Sax (1814-94) saw the full acceptance of his instrument in military and concert music during his lifetime, and he argued for the instrument's use in symphonic music. But today, more than a century after his death, symphony orchestras still do not employ saxophones.

It is against this background that the New Century Saxophone Quartet performed with the North Carolina Symphony on Friday and Saturday at Memorial Auditorium. With Gerhardt Zimmermann conducting, the groups premiered Peter Schickele's five-part "New Century Suite (Concerto for Saxophone Quartet and Orchestra)" to open the orchestra's classical series for this season.

Schickele, best known for his satirical P.D.Q. Bach recordings, also composes serious works, and in a preperformance statement from the stage Saturday night, he allowed that he likes pieces that express both. But the concerto is mostly serious, although not gravely so.

Hearing the saxophone family in jazz and pop music has conditioned us to certain sonorities: the dance band saxophone section, the honking R&B solo, the wimpy pleading of smooth jazz, the lonely-streets movie soundtrack. Classical saxophone is a different bag altogether. At times during the concerto, you could imagine the quartet as a mellow extension of the French horn section or the baritone saxophone as an ersatz bassoon or the soprano saxophone as a first violin. The point is that in Schickele's writing and the quartet's articulation, blend and tone were consonant with symphonic tradition. If this had been the jazz-based World Saxophone Quartet playing the same notes -- however interesting the possibility -- the results probably would have been immiscible.

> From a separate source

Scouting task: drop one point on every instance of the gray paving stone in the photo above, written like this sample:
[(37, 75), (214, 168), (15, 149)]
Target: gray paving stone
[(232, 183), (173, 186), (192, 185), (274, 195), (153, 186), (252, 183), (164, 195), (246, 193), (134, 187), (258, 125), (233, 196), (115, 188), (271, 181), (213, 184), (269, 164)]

The Winston-Salem-based New Century quartet -- Michael Stephenson (soprano), Robert Faub (alto), Stephen Pollock (tenor), Brad Hubbard (baritone) -- played with the kind of dexterity and precision that made you want to either sell your saxophone or hit the practice room for the next 10 years. Several passages found the soprano peeling 16th- or 32nd-note scales in unison with the violins. Other passages found the quartet emerging from careening counterpoint to lush, French horn-like voicings.

Schickele's concerto is modern in the sense that there are dense harmonies reminiscent of Stravinsky. (But then there are waltz-time passages reminiscent of Strauss.) It's a composition that honors Sax's intention to bring a new voice to the orchestra. After the concerto, the quartet played an encore, "The Piggly Wiggle," tongue-in-cheek parlor music that calls to mind an earlier era.

The symphony framed the Schickele piece with a suite from Aaron Copland's "Appalachian Spring" and Beethoven's "Symphony No. 7 in A Major, Opus 92." The latter is full of drama and affords lots of emotionally bracing moments. Throughout the concert the orchestra was, in a word, magnificent.

The entire Saturday night concert was broadcast live on UNC-TV and WCPE-FM.